Now the ground is completely paved for Indians to take the advantage and expedite their efforts for big deals in energy and connectivity. Iran is one of the biggest producers of oil and gas and all downstream products such as petrochemicals and fertilisers. India is the biggest market for all these commodities. We can do big projects together and invest in construction, etc, using the credit line. [The time for it is] now because if European companies come with cheap Euros, then it will be very difficult for Indian companies to compete with them. That is the reality of life but because the Europeans cut all their links with Iran during the sanctions and they are not very familiar with today’s market in Iran, they will take some time to re-establish ties with Iran but Indians used to work with Iran during the sanctions.

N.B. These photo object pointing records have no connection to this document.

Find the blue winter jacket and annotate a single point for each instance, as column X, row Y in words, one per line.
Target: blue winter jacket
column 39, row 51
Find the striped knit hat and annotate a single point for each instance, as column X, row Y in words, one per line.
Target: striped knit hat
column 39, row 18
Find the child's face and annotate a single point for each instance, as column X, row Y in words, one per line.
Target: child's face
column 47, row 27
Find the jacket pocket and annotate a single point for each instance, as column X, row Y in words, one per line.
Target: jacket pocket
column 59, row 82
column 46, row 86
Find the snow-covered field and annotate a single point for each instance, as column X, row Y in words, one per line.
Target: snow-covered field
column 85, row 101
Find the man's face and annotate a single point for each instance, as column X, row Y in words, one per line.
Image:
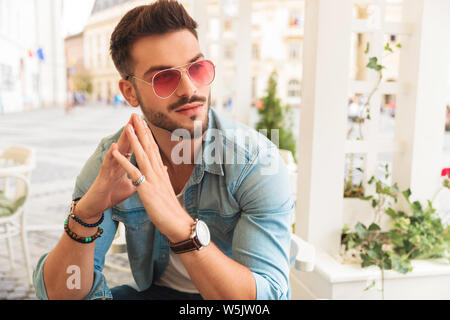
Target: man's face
column 155, row 53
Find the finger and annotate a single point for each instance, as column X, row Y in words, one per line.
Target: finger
column 142, row 135
column 123, row 143
column 147, row 135
column 141, row 157
column 130, row 169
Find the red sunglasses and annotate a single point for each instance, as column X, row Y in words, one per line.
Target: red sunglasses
column 166, row 82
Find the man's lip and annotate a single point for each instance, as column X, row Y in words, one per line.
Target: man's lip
column 189, row 106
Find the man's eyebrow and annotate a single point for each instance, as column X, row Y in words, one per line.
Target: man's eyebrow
column 159, row 68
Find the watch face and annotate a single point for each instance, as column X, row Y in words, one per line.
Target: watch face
column 203, row 233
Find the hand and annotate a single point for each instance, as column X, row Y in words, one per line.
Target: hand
column 156, row 192
column 111, row 186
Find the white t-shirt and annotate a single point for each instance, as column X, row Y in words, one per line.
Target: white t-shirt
column 176, row 276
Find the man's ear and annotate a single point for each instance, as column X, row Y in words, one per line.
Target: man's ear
column 128, row 92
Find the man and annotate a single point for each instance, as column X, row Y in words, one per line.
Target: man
column 238, row 248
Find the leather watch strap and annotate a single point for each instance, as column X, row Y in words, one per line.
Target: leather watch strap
column 185, row 246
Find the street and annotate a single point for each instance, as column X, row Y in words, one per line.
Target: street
column 63, row 143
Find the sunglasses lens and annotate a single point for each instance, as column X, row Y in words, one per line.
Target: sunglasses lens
column 202, row 72
column 166, row 82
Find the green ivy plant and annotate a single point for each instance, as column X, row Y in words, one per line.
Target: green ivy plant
column 352, row 190
column 415, row 234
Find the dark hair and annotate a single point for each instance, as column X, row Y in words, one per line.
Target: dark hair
column 158, row 18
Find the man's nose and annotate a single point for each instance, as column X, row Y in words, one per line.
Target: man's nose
column 186, row 87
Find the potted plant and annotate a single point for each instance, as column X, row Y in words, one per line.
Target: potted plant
column 273, row 115
column 416, row 233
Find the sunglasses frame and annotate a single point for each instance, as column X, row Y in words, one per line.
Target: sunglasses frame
column 182, row 68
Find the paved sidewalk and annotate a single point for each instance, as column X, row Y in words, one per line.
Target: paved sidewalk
column 63, row 143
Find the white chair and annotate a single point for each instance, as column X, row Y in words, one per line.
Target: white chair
column 14, row 196
column 17, row 164
column 18, row 159
column 303, row 254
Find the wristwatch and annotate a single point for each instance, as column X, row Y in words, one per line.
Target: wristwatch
column 199, row 239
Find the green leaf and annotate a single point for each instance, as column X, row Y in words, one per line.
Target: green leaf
column 361, row 230
column 401, row 265
column 407, row 194
column 345, row 229
column 374, row 254
column 370, row 286
column 367, row 48
column 366, row 260
column 374, row 203
column 387, row 47
column 416, row 207
column 391, row 213
column 373, row 64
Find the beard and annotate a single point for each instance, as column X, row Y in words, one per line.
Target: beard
column 163, row 121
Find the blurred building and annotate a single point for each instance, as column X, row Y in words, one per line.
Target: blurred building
column 105, row 15
column 32, row 66
column 74, row 53
column 246, row 39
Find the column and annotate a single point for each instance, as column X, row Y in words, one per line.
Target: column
column 420, row 118
column 243, row 84
column 326, row 67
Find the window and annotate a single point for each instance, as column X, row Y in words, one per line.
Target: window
column 295, row 19
column 294, row 88
column 256, row 53
column 294, row 50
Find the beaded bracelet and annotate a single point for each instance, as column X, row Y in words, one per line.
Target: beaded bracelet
column 83, row 240
column 84, row 224
column 87, row 225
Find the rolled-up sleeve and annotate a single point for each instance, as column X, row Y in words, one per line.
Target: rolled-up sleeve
column 262, row 235
column 85, row 179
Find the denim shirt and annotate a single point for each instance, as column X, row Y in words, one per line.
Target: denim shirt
column 247, row 204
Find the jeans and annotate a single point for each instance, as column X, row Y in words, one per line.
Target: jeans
column 153, row 293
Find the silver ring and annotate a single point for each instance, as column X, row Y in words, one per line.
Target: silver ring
column 139, row 181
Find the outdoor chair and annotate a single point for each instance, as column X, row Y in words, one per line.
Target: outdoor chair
column 16, row 165
column 14, row 193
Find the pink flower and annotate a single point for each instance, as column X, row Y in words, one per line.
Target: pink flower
column 445, row 172
column 259, row 104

There are a lot of commonalities (between Iran and India) in the political life of the region. The security of waterways, be it Persian Gulf or Indian Ocean, is crucial for Iran and India. The security in Central Asia and Afghanistan is important for Iran and India. So, politically, culturally and economically, it is very natural for Iran and India to cooperate. There is trust and confidence between Iran and India, so the potential for cooperation is there. Recently, Mr Rouhani and Mr Modi met on the margins of the Shanghai Cooperation Organisation (SCO) summit at Ufa in Russia; it was a very good and encouraging meeting for the relationship.